CCHS and Hirschsprung disease may be present within a spectrum of clinical severity. The CCHS phenotype may range from individuals who need only nocturnal ventilatory support to those who may require continuous support (5). The Hirschsprung disease phenotype varies from total colonic agangliosis to distal aganglionosis of the sigmoid colon or even milder involvement (7). Consequently, pupillary abnormalities may vary based on the severity of the disease. O'Connor et al (8) conducted pharmacologic pupillary testing in patients with Hirschsprung disease without any evidence of denervation hypersensitivity, although clinical pupillary abnormalities before pharmacologic testing were not noted. On the other hand, pupillary abnormalities have been described in children with CCHS, yet pharmacologic testing was not conducted (9). Lambert et al (2) described tonic pupils confirmed with dilute pilocarpine testing in 2 patients with CCHS, Hirschsprung disease, and neuroblastoma. Genetic testing was not reported.

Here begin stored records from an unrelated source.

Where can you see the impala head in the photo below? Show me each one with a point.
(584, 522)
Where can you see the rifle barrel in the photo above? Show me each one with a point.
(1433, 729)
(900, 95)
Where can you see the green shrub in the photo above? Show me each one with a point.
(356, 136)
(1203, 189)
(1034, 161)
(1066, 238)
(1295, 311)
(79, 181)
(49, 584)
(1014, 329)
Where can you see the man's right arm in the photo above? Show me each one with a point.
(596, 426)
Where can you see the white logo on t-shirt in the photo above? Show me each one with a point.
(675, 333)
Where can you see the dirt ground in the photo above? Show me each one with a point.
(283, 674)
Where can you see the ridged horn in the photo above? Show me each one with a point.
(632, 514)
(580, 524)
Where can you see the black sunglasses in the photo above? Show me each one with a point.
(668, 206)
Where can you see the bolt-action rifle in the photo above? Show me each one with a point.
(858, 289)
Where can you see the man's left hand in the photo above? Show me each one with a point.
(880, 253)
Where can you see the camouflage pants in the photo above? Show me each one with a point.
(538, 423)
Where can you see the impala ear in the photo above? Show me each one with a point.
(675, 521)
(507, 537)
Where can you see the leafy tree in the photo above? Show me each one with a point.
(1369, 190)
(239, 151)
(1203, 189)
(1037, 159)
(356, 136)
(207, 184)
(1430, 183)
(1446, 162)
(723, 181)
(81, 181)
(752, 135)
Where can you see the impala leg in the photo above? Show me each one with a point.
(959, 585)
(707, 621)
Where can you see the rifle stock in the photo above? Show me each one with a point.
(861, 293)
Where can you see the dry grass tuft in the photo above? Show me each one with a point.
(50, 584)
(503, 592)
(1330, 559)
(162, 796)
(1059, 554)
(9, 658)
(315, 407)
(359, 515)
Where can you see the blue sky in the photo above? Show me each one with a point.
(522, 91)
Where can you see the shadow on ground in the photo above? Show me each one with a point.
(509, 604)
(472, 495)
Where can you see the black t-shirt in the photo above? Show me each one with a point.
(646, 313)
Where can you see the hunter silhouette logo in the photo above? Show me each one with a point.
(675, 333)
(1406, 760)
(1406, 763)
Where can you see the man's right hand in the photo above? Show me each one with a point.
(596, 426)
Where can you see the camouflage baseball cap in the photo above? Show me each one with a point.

The pupillary finding in our patient is most consistent with tonic pupils, given marked constriction to dilute pilocarpine, a pathognomonic finding for denervation supersensitivity. The tonic pupils were likely due to abnormalities in the neural crest–derived ciliary ganglion. Mouse models of PHOX2B mutations have demonstrated ciliary ganglion atrophy (10). As the colonic ganglion cells, the autonomic nervous system, and cells of the ciliary ganglion all arise from neural crest cells, a mutation in the PHOX2B gene may be the unifying mutation in our patient. Future studies with histopathological and genetic evaluation of the ciliary ganglion may help substantiate this connection.
STATEMENT OF AUTHORSHIP
Category 1: a. Conception and design, V. J. Mehta, A. Reddy, S. Donahue; b. Acquisition of data, V. J. Mehta, J. Ling, E. G. Martinez; c. Analysis and interpretation of data, V. J. Mehta, J. Ling, A. Reddy, S. Donahue. Category 2: a. Drafting the manuscript, V. J. Mehta, J. Ling, A. Reddy; b. Revising it for intellectual content, V. J. Mehta, E. G. Martinez, A. Reddy, S. Donahue. Category 3: a. Final approval of the completed manuscript, V. J. Mehta, J. Ling, E. G. Martinez, A. Reddy, S. Donahue.
V. J. Mehta, MD, MBA, and S. Donahue, MD, PhD, had full access to the patient record and all the data, and take responsibility for the integrity of the data and the accuracy of the analysis.